Les femmes, premières victimes du complexe de l'imposteur

Les femmes, premières victimes du complexe de l'imposteur

Le complexe de l'imposteur, autrement dit ne jamais se sentir à la hauteur, a été identifié dans les années 70 par deux chercheuses. Si les hommes peuvent y être sensibles, les femmes sont plus susceptibles d'en souffrir, notamment dans leur vie professionnelle.

"Quand ils échouent à un test, les étudiants blâmeront plus souvent la difficulté du test ou la sévérité de la correction tandis que les étudiantes douteront de leur intelligence." Cet exemple donné par le Docteur Valérie Young définit parfaitement le complexe de l'imposteur. Les femmes seraient davantage exposées à ce phénomène.

Qu'est-ce que le complexe de l'imposteur ?

L'appellation "complexe de l'imposteur", plus connue sous le nom de "syndrome", est théorisé par les psychologues cliniques Pauline Rose Clance et Suzanne A. Imes en 1978. Désignant les doutes maladifs et constants des réussites professionnelles et personnelles, le concept est rapidement assimilé à une maladie, puis comme une expérience vécue par une grande majorité de la population.
Une personne atteinte du complexe de l'imposteur aura tendance à croire que ses succès sont seulement dus à des coups de chance et non grâce à ses propres capacités.
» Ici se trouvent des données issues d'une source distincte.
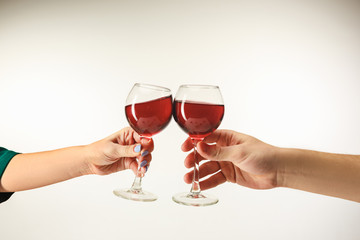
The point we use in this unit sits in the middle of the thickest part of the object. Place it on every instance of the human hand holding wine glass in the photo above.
(148, 110)
(198, 110)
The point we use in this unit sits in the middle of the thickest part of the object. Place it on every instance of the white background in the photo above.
(289, 72)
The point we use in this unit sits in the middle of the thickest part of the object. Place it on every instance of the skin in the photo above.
(249, 162)
(111, 154)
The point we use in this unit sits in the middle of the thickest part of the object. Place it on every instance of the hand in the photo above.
(235, 157)
(119, 152)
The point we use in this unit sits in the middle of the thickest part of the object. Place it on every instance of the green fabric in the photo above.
(5, 157)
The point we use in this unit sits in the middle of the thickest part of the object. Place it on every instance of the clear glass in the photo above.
(148, 110)
(198, 110)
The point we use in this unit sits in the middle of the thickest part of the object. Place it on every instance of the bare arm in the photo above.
(114, 153)
(247, 161)
(330, 174)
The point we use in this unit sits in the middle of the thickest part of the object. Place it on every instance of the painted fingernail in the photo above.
(146, 152)
(143, 163)
(137, 148)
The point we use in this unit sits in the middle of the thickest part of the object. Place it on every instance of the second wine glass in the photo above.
(198, 110)
(148, 110)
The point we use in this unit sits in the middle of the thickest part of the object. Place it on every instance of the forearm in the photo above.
(330, 174)
(33, 170)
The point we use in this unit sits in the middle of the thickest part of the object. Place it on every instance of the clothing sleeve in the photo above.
(5, 158)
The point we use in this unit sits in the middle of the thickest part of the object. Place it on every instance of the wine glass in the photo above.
(148, 110)
(198, 110)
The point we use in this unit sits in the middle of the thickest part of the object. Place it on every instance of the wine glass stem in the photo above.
(195, 188)
(136, 187)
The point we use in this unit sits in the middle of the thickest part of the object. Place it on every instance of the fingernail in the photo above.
(137, 148)
(146, 152)
(143, 163)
On peut également définir le syndrome par la peur de réussir, empêchant de concrétiser des actions. Afin de l'identifier, une mesure a été développée sous le nom "d'échelle de Clance". Ainsi, le complexe de l'imposteur apparaît régulièrement à différents niveaux et peut perdurer. Pour Valérie Young, il peut survenir lorsqu'une personne ne s'identifie pas aux autres dans un milieu particulier : "Tout cela est d'autant plus vrai si vous êtes issu d'une minorité raciale sous-représentée dans votre milieu, Avoir le sentiment d'appartenir à un groupe favorise la confiance en soi  car plus votre entourage vous ressemble, plus vous avez l'impression d'être à votre place. Au contraire, quand vous êtes en minorité dans un groupe, que ce soit à cause de votre couleur de peau, de votre sexe ou d'un handicap, votre propension à douter de votre légitimité risque d'être plus grande."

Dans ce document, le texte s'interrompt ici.